Bon, je commence à être trop long. Tu comprends bien que ces deux cuillerées de goudron gâchent tout le reste !
Bien sûr que l’on peut et qu’on doit avoir une position anti-Union-européenne très internationaliste. Regarde le meeting internationaliste sur le Brexit (c’est en tranche de dix minutes, mais il faut parfois quitter le site et y revenir pour pas qu’il s’embrouille entre les différents séquences. Evidemment, c »est un meeting de FUO, je ne suis pas d’accord à 100 % avec tous les intervenants, mais je suis d’accord avec la ligne générale. J’aurais même été plus dur.
Et qu’est-ce que vous avez fait pour le Brexit ? Vous avez aussi joué les gauchistes en disant cela ne nous regarde pas, il y a des fascistes qui appellent à voter non ?

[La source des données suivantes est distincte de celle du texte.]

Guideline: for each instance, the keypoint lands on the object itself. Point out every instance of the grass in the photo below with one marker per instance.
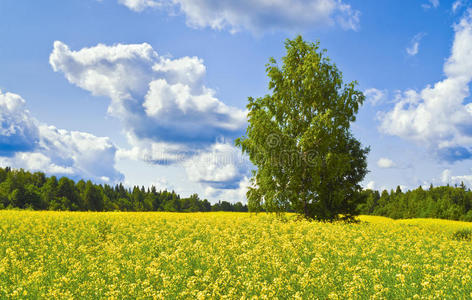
(228, 255)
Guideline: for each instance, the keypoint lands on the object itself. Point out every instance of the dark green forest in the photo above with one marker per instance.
(444, 202)
(26, 190)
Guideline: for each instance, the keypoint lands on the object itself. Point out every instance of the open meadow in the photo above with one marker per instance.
(228, 255)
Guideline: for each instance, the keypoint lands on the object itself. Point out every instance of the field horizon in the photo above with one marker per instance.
(228, 255)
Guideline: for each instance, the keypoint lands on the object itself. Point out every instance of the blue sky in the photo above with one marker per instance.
(154, 91)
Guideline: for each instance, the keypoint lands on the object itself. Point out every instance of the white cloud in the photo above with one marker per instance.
(385, 163)
(29, 144)
(375, 96)
(456, 5)
(437, 116)
(163, 184)
(370, 185)
(139, 5)
(169, 115)
(431, 4)
(258, 15)
(413, 49)
(157, 98)
(222, 167)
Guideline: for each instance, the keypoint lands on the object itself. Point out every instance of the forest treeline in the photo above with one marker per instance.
(27, 190)
(443, 202)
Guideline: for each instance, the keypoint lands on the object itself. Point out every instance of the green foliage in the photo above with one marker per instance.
(463, 235)
(299, 138)
(25, 190)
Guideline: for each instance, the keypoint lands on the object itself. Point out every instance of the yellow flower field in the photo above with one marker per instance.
(228, 255)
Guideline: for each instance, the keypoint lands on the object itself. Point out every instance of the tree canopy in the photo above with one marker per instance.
(299, 138)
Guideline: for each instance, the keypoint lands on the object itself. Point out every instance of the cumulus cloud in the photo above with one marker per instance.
(375, 96)
(413, 49)
(18, 131)
(157, 98)
(29, 144)
(169, 115)
(231, 195)
(139, 5)
(439, 116)
(448, 178)
(258, 15)
(221, 167)
(431, 4)
(385, 163)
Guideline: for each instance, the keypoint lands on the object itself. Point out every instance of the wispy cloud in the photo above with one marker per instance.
(413, 49)
(257, 15)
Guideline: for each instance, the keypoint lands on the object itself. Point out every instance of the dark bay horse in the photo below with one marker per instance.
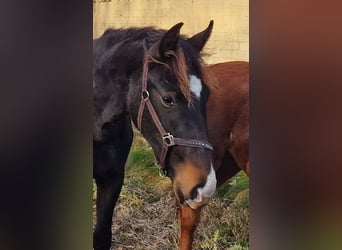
(154, 78)
(228, 121)
(228, 118)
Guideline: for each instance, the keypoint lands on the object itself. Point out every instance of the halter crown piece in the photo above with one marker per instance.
(167, 138)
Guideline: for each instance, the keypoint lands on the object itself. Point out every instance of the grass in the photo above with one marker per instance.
(145, 215)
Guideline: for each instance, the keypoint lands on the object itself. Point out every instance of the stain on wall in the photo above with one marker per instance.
(228, 42)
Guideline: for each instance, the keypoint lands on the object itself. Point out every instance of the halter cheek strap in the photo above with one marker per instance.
(167, 138)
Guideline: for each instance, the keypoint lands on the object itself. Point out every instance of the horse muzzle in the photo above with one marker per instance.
(193, 192)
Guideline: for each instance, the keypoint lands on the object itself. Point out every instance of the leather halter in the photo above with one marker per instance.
(167, 138)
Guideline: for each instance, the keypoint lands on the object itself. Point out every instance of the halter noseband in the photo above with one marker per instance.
(168, 139)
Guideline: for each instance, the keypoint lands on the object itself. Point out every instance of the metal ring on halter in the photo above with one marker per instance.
(168, 140)
(145, 95)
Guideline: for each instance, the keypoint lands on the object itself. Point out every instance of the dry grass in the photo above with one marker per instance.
(145, 215)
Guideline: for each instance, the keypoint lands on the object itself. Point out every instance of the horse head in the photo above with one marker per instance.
(167, 102)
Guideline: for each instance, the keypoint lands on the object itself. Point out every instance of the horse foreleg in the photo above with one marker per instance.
(189, 219)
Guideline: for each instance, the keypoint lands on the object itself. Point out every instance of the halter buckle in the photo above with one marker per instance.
(145, 95)
(168, 140)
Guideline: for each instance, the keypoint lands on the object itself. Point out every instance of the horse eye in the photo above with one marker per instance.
(168, 101)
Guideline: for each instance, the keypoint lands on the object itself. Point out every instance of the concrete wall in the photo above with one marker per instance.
(229, 40)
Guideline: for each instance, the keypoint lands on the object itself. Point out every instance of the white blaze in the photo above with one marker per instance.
(195, 86)
(210, 186)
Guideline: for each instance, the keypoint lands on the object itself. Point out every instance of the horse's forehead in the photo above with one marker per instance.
(195, 85)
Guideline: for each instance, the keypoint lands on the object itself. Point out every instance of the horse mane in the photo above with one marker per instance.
(116, 38)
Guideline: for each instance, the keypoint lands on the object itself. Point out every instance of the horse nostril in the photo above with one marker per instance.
(195, 192)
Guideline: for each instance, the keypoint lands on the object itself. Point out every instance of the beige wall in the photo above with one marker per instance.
(229, 40)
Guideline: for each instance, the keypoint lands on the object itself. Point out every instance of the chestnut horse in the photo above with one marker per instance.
(228, 127)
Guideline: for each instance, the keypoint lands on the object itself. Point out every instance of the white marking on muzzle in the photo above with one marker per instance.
(204, 193)
(195, 86)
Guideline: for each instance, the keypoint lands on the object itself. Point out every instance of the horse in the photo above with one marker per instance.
(228, 121)
(152, 78)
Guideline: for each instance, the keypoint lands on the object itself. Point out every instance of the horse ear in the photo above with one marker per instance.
(168, 42)
(200, 39)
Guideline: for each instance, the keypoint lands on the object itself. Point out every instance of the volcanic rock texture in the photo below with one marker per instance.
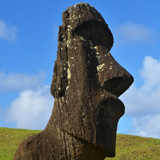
(86, 84)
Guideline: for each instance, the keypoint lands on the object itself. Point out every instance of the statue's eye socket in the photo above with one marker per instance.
(97, 32)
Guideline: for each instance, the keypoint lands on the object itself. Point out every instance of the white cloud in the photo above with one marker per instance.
(7, 32)
(147, 126)
(143, 104)
(16, 81)
(133, 33)
(31, 109)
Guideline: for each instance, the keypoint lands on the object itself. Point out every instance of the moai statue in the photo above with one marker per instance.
(86, 84)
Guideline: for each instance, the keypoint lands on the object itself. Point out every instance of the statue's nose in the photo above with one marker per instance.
(112, 76)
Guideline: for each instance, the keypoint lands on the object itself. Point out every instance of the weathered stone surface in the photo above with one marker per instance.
(86, 84)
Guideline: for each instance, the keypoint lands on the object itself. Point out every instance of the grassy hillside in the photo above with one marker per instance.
(128, 147)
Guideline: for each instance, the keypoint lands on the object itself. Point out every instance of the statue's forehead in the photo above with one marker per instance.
(80, 13)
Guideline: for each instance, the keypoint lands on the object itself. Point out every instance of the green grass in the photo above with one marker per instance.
(127, 147)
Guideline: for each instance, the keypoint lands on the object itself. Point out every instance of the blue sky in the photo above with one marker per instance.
(28, 46)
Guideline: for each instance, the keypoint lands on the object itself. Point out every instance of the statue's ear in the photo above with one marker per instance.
(59, 80)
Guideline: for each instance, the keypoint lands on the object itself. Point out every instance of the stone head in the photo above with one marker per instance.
(87, 80)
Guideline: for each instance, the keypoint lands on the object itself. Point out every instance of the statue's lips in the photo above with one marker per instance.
(118, 85)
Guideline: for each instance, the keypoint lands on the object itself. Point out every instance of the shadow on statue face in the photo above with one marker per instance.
(94, 83)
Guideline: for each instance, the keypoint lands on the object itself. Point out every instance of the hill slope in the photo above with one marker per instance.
(128, 147)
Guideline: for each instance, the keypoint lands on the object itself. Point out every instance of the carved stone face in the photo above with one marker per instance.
(87, 80)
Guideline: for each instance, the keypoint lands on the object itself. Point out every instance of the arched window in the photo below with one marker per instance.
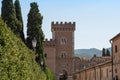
(63, 40)
(63, 55)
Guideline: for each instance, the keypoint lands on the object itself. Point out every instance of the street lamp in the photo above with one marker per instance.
(34, 42)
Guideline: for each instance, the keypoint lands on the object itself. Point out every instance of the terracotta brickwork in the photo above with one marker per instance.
(60, 49)
(116, 56)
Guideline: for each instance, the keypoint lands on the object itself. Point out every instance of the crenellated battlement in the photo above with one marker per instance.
(63, 26)
(63, 23)
(49, 43)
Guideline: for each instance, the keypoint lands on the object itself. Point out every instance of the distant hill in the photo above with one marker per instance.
(88, 53)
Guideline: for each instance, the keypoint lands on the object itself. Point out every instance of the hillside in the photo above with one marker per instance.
(88, 53)
(17, 62)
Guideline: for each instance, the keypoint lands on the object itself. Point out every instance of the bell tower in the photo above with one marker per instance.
(63, 34)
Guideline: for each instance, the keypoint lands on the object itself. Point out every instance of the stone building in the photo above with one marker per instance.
(60, 49)
(115, 41)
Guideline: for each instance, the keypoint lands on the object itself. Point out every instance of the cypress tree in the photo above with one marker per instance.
(34, 30)
(19, 18)
(9, 16)
(103, 52)
(107, 53)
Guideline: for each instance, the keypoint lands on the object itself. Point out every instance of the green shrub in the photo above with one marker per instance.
(17, 62)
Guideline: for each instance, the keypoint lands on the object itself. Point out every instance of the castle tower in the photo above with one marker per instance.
(63, 34)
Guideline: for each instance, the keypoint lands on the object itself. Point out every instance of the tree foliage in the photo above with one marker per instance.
(17, 62)
(34, 30)
(105, 52)
(8, 15)
(19, 18)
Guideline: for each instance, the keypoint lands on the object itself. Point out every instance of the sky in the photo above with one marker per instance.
(97, 21)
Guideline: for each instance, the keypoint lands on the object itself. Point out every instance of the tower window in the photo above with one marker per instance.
(63, 55)
(115, 48)
(63, 41)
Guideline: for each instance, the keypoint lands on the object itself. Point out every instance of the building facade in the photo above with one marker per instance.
(115, 41)
(60, 49)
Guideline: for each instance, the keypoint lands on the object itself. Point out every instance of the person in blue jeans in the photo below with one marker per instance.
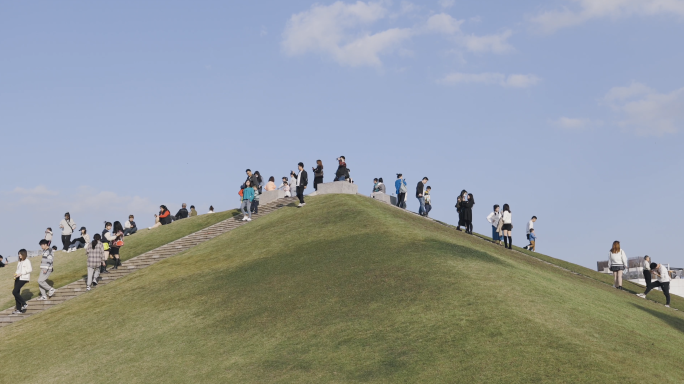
(400, 186)
(420, 197)
(247, 198)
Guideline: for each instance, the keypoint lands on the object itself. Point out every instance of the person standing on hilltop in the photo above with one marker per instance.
(400, 186)
(419, 195)
(507, 226)
(342, 172)
(617, 262)
(318, 174)
(302, 182)
(493, 219)
(530, 226)
(68, 226)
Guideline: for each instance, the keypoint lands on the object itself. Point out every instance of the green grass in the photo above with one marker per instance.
(348, 289)
(70, 267)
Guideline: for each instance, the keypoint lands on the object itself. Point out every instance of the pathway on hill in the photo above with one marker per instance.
(78, 288)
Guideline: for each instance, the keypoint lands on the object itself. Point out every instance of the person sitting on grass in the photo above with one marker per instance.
(663, 282)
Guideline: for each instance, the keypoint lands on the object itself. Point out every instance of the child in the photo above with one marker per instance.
(48, 235)
(533, 239)
(663, 282)
(255, 202)
(428, 201)
(45, 271)
(21, 277)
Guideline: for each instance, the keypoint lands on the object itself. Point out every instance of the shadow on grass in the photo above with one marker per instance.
(675, 322)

Donc, comme tu le vois, je pense que vous avez tort de rejeter dos à dos les ulyssiens et les seldjoukiens. Les ulyssiens sont plutôt sur votre ligne au sujet de l’Union européenne. Ils ne veulent pas se fâcher avec les bureaucraties syndicales qui sont à la CES et les dirigeants du PC qui sont au PGE, qui se couchent et qui sont financés par les institutions européennes. Otan, Goldmann Sachs, CIA.
Si je ne suis que sympathisant seldjoukien (ou TCI, ou POID, ou CORQI…). C’est uniquement que j’ai encore des doutes sur les pratiques de démocratie interne. Chat échaudé craint l’eau froide, comme on dit… Mais je leur laisse le bénéfice du doute.
Sans aucune méchanceté, je suis plus d’accord politiquement avec eux (je les trouve plus bolcheviks) qu’avec la ligne défendue dans Bolchevisme contre lambertisme.